British Jews have responded furiously to criticism of Israel over the conflict in Gaza, calling it one-sided and pulling funding for a theatre that cancelled the UK Jewish Film Festival due to its sponsorship by the Israeli government.
Leading British Jewish businessman and philanthropist Sir Trevor Chinn is ending his "four-figure" funding for the Tricycle Theatre in Kilburn, London, after it refused to host the festival, the Jewish News reported. The report says that other Jewish donors have made the same decision.
“We are as a community under pressure from the boycott movement. We can’t accept boycotts and whenever one comes along we have to fight it," the report quoted Sir Trevor as saying.
Sir Trevor is a devout supporter of Israel and leading member of the British Jewish community. He is a president of the Joint Israel Appeal and Vice President of the Jewish Leadership Council, British Jewry's umbrella organization. He received his knighthood for his charity work.
According to the report, Sir Trevor met with the theatre's artistic director Indhu Rubasingham two weeks ago, after Tricycle announced its decision, and made it “absolutely clear” that the theatre would lose Jewish funding over the decision.
“The Tricycle is going to lose a lot of audience members and a lot of financial support,” Sir Trevor was quoted as saying. He also said that other “substantial supporters” had said that they would also cut their funding.
“It’s a tragedy because this is a theatre that needs and, in the ordinary course, deserves support,” he said.
Businesswoman and philanthropist Celia Atkin has also decided to end her sponsorship of the theatre, the report said.
British Culture Secretary Sajid Javid wrote to festival chair Stephen Margolis that the Tricycle Theatre's boycott was "misguided", the Jewish Chronicle reported.
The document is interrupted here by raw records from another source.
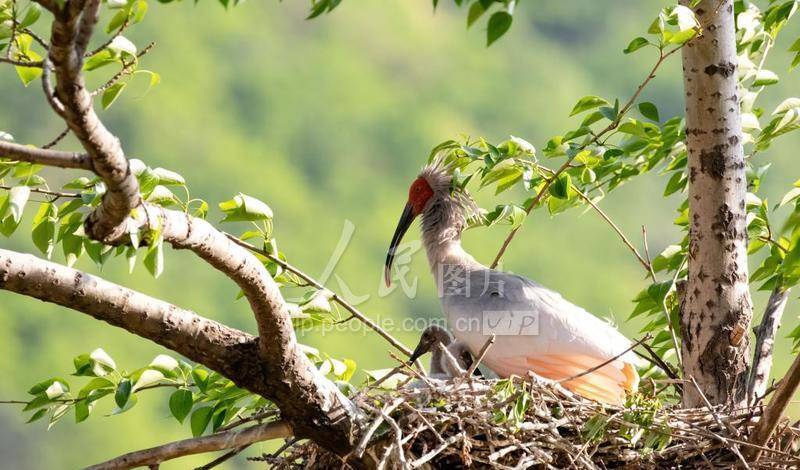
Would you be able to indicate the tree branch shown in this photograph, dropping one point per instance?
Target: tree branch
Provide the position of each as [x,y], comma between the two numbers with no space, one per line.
[765,341]
[47,157]
[774,410]
[70,33]
[310,403]
[198,445]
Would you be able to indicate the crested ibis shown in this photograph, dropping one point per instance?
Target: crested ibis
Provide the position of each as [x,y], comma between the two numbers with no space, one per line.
[536,329]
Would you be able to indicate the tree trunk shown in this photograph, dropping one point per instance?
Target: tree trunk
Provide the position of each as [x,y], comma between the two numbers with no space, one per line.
[716,317]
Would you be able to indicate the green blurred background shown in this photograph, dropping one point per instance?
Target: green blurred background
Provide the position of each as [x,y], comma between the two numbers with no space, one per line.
[328,121]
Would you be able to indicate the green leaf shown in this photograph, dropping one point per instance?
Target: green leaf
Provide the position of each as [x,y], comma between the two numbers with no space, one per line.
[111,94]
[45,384]
[588,102]
[82,410]
[123,393]
[101,59]
[180,404]
[117,20]
[200,419]
[154,259]
[37,416]
[164,363]
[29,74]
[169,178]
[649,110]
[636,44]
[499,23]
[243,208]
[32,14]
[72,246]
[155,79]
[765,77]
[121,44]
[17,198]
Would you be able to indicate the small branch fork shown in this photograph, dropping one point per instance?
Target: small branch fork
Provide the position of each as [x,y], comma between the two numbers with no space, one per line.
[271,364]
[335,297]
[765,342]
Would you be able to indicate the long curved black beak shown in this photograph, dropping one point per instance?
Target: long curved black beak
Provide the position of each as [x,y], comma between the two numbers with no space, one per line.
[402,226]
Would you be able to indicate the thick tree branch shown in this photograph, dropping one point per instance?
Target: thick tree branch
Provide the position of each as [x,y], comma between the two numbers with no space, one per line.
[765,342]
[715,321]
[198,445]
[47,157]
[312,405]
[70,33]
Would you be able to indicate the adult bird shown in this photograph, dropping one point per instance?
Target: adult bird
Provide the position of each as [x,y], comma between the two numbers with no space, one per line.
[536,329]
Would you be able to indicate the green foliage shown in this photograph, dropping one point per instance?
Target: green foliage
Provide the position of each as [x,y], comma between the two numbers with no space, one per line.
[212,400]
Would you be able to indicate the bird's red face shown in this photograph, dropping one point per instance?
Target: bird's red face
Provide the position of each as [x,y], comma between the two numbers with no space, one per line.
[419,194]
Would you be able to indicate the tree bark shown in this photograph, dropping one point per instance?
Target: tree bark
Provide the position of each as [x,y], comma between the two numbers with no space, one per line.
[716,318]
[765,343]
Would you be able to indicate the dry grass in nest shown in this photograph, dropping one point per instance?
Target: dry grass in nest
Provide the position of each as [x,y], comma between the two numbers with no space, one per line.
[519,423]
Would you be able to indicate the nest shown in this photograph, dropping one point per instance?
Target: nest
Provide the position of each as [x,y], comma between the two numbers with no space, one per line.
[518,423]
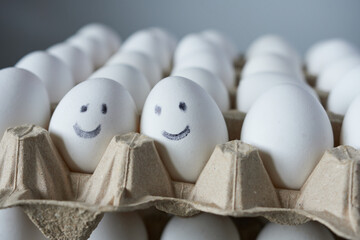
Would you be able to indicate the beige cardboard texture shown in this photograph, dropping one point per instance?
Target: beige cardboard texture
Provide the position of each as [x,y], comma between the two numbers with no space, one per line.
[234,182]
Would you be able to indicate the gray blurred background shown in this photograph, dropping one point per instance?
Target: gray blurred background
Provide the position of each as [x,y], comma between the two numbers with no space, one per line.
[28,25]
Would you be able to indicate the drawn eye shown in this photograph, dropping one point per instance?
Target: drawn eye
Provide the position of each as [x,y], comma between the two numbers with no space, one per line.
[157,110]
[182,106]
[83,108]
[104,108]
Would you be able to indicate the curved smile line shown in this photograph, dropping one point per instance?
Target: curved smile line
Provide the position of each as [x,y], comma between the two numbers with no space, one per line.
[179,136]
[84,134]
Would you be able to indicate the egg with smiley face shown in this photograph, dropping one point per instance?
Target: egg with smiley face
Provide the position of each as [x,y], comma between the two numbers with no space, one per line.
[185,123]
[87,118]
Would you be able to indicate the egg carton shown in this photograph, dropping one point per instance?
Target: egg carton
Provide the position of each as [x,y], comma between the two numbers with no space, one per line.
[131,176]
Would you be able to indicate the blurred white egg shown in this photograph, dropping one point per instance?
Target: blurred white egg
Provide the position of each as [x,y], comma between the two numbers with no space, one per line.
[86,120]
[221,41]
[291,130]
[208,81]
[185,123]
[165,41]
[335,70]
[141,61]
[130,78]
[79,63]
[344,92]
[55,74]
[193,43]
[116,225]
[103,33]
[275,44]
[270,62]
[147,42]
[169,38]
[23,99]
[214,63]
[253,86]
[306,231]
[350,130]
[322,53]
[15,225]
[200,227]
[92,47]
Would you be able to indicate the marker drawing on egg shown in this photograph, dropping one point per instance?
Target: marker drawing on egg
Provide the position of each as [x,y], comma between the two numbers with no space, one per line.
[89,134]
[86,134]
[177,136]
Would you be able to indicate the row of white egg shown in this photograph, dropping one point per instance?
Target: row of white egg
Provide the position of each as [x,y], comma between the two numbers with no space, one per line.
[130,226]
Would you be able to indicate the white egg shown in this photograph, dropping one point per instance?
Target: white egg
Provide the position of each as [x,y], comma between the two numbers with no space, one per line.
[15,225]
[208,81]
[141,61]
[270,62]
[275,44]
[124,226]
[344,92]
[79,63]
[185,123]
[200,227]
[23,99]
[170,39]
[335,70]
[222,41]
[147,42]
[291,130]
[253,86]
[324,52]
[87,118]
[130,78]
[103,33]
[306,231]
[51,70]
[350,129]
[193,43]
[92,47]
[214,63]
[165,42]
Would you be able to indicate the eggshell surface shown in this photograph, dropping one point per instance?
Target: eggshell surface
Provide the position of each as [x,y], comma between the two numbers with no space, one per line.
[272,43]
[147,42]
[56,76]
[141,61]
[222,41]
[253,86]
[306,231]
[200,227]
[334,71]
[15,225]
[79,63]
[185,123]
[208,81]
[214,63]
[130,78]
[350,129]
[92,47]
[291,130]
[270,62]
[23,99]
[103,31]
[86,120]
[344,92]
[124,226]
[324,52]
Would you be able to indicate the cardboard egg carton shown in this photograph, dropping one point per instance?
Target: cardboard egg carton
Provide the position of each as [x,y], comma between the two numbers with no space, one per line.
[131,176]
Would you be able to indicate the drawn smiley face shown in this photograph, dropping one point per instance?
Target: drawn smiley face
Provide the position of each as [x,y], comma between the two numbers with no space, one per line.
[175,136]
[92,133]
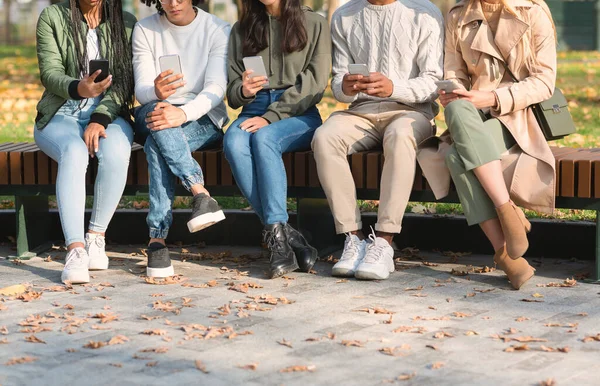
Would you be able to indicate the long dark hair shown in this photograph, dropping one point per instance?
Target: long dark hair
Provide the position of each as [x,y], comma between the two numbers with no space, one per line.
[119,57]
[255,26]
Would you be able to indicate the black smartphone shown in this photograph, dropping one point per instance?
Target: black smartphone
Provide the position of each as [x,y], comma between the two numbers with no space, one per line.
[99,64]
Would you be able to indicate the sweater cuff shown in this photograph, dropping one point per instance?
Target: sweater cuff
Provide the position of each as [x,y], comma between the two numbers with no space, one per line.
[101,119]
[271,116]
[73,93]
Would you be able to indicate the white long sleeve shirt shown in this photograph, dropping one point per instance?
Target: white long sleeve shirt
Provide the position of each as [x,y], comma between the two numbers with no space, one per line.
[403,40]
[202,49]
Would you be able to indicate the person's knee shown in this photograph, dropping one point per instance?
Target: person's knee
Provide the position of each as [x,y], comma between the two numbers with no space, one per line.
[75,153]
[326,140]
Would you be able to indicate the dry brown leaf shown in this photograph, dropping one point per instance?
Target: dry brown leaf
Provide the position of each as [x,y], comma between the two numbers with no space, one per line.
[155,331]
[395,351]
[94,344]
[443,334]
[513,348]
[200,366]
[117,339]
[355,343]
[293,369]
[437,365]
[461,314]
[33,339]
[18,361]
[251,366]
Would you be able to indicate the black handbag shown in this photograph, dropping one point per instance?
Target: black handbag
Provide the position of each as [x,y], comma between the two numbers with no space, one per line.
[552,115]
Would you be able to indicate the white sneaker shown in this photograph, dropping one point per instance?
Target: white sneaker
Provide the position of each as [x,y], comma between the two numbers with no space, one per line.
[94,246]
[378,262]
[354,252]
[76,267]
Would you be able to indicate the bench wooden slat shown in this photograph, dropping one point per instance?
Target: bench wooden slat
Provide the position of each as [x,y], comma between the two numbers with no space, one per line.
[373,171]
[357,168]
[212,168]
[29,169]
[226,174]
[300,169]
[16,176]
[4,168]
[43,168]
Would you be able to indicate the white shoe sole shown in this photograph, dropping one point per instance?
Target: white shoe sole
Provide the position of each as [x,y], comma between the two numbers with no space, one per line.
[342,272]
[98,264]
[160,272]
[204,221]
[75,277]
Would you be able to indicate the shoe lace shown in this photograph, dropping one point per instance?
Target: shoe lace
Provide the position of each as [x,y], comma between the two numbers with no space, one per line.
[75,259]
[374,250]
[350,249]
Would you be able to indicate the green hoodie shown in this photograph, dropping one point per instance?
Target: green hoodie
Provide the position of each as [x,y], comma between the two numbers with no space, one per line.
[59,71]
[304,73]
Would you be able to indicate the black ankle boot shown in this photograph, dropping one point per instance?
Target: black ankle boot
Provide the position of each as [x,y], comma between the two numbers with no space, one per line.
[281,254]
[306,255]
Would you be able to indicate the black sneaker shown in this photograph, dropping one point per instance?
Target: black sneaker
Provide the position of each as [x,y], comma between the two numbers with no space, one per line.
[205,212]
[159,262]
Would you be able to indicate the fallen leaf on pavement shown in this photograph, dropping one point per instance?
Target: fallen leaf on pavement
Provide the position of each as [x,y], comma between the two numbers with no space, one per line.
[18,361]
[293,369]
[284,342]
[251,366]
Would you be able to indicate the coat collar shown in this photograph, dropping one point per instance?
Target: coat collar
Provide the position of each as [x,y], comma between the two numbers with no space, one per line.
[510,27]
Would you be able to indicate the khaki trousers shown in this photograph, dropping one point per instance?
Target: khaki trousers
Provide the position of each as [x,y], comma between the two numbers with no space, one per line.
[371,125]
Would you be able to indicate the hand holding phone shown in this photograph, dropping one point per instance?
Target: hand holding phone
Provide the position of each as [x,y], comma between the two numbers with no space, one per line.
[97,81]
[446,86]
[255,77]
[169,79]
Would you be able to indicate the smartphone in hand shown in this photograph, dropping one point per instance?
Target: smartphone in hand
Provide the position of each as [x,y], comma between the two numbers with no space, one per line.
[99,64]
[257,65]
[446,85]
[358,69]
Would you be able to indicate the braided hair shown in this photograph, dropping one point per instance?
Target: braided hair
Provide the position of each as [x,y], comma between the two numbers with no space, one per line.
[159,7]
[120,56]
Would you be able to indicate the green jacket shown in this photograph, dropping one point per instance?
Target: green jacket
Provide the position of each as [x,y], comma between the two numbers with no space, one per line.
[59,71]
[304,73]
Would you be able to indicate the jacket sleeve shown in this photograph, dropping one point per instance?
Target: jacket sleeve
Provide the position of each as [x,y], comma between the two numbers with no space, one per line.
[341,58]
[235,69]
[110,106]
[144,71]
[215,79]
[539,85]
[52,69]
[310,83]
[429,60]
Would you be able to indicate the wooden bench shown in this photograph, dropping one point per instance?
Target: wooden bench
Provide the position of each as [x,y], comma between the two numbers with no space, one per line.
[30,176]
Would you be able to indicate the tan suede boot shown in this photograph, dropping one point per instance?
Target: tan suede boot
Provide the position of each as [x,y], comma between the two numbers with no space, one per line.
[515,227]
[518,271]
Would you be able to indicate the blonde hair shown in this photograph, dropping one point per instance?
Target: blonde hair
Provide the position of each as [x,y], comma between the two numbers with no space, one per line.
[525,47]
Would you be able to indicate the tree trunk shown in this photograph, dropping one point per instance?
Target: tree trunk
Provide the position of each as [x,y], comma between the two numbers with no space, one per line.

According to the Chronicle, philanthropist Allan Morgenthau has resigned from the Tricycle's development committee and pulled the donations from the Diana and Allan Morgenthau Charitable Trust.
The report quoted Morgenthau as saying that, "I was totally and utterly surprised by what the Tricycle did. It's a terribly misplaced decision. I don't think there was malice intended but the Tricycle must be judged by its deed.
He said, however, that "If they change their mind, the Jewish community will forgive them. It's very, very sad."
Meanwhile, Jewish members of the British Association of Social Workers have responded furiously to a statement by the union condemning Israel for the Gaza conflict.
"The British Association of Social Workers joins with our IFSW colleagues in being appalled by Israel’s attacks on Gaza and its ongoing illegal occupation of Palestinian land," said the statement released last week.
"While we condemn all indiscriminate attacks on civilians, the scale of the actions of the Israeli government forces, especially the shelling of UNWRA schools and the killing of children while they sleep, in supposedly safe places, is grossly disproportionate. We are appalled by the many violations of human rights that are taking place in Gaza, leading to ever-rising numbers of deaths and serious injuries, particularly among the civilian population. We condemn Israel’s attacks on people’s homes, hospitals and even on children while they play on the beach.
"We call for an end to Israel’s aggression, a lifting of the blockade of Gaza and the end of Israel’s occupation of Palestinian territories."
The statement, which makes no mention of rocket fire on the Israeli civilian population by Gaza's terrorist groups, was accompanied by an image of destruction in Gaza.
“I’m horrified. The BASW has dishonored its own code of ethics,” London social worker Karin Ward told the Jewish News.
She called the union's statement “distressing, manipulative, inflammatory, one-sided and disturbing.” BASW should be held accountable, she said.
“I feel like I’m in hiding,” said Ward, whose teenage son is serving in the IDF. “It really is a careless misuse of power.”